"I came to see my sister, as you know. It was a most unexpected pleasure to meet you. I came to tell her that brother Henry has either run away or killed himself, it doesn't matter which."
"Pray, follow him. I assure you we shall mourn your absence as bitterly as you do his."
"Well, good-bye," she said, still laughing in the same terrible tone.
"Better luck next time."
The door closed upon her, and Greenleaf drew a long breath—with a sense of infinite relief.
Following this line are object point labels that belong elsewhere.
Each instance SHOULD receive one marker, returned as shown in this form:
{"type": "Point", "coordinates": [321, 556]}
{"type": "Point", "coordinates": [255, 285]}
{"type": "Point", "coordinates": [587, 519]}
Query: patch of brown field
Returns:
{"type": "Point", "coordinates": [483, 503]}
"Come," said Easelmann, entering a moment later,—"come, let us go. We have done quite enough for one day. You wouldn't take my advice, and a pretty mess you have made of it."
CHAPTER XXXII.
When the remains of John Fletcher were borne to the grave, the memory of his faults was buried with him. "Poor fellow!" was the general ejaculation in State Street,—at once his requiescat and epitaph. But the great wheels of business moved on; Bulls and Bears kept up their ever-renewing conflicts and their secret machinations; new gladiators stepped into the ring; new crowds waited the turn of the wheel of Fortune; and new Fletchers were ready to sacrifice themselves, if need were, for the Bullions of the exchange. Who believes in the efficacy of "lessons"? What public execution ever deterred the murderer from his design? What spectacle of drunkenness ever restrained the youthful debauchee? What accession, however notable, to the ranks of "the unfortunate" ever made the fascinated woman pause in her first steps toward ruin?
No,—human nature remains the same; and the erring ones, predestined to sin by their own unrestrained passions, wait only for the overmastering circumstances to yield and fall. When any of these solemn warnings are held up to the yet callow sinner, what does he propose to do? To stop and repent? No,—to be a little more careful and not be caught.
Not that precepts and examples are useless. All together go to make up the moral government of the world,—pervading like the atmosphere, and like it resting with uniform pressure upon the earth. Crime and folly will always have their exemplars, but retribution furnishes the restraining influence that keeps evil down to its average. As locks and bolts are made for honest men, not for thieves, so the moral law and its penalties are for those who have never openly sinned.
If Mr. Bullion had been ten times the Shylock he was, he could not have disregarded the last injunction of Fletcher. The turn in the market enabled him to make advantageous sales of his stocks, and in less than a week he resumed payment. The first thing he did was to pay over to trustees the notes he had given Fletcher, thereby securing the widow at least a decent support. He also sent Danforth & Co. the ten thousand dollars for which their clerk had paid such a terrible forfeiture. After discharging all his obligations, there was still an ample margin left,—a large fortune, in fact. Mr. Bullion could now retire with comfort,—could look forward to many years; so he flattered himself. His will was made, his children provided for; and some unsettled accounts, not remembered by any save himself and the recording angel, were adjusted as well as the lapse of time would allow. So he thought of purchasing a country-house for the next season, and of giving the rest of his days to the enjoyment of life.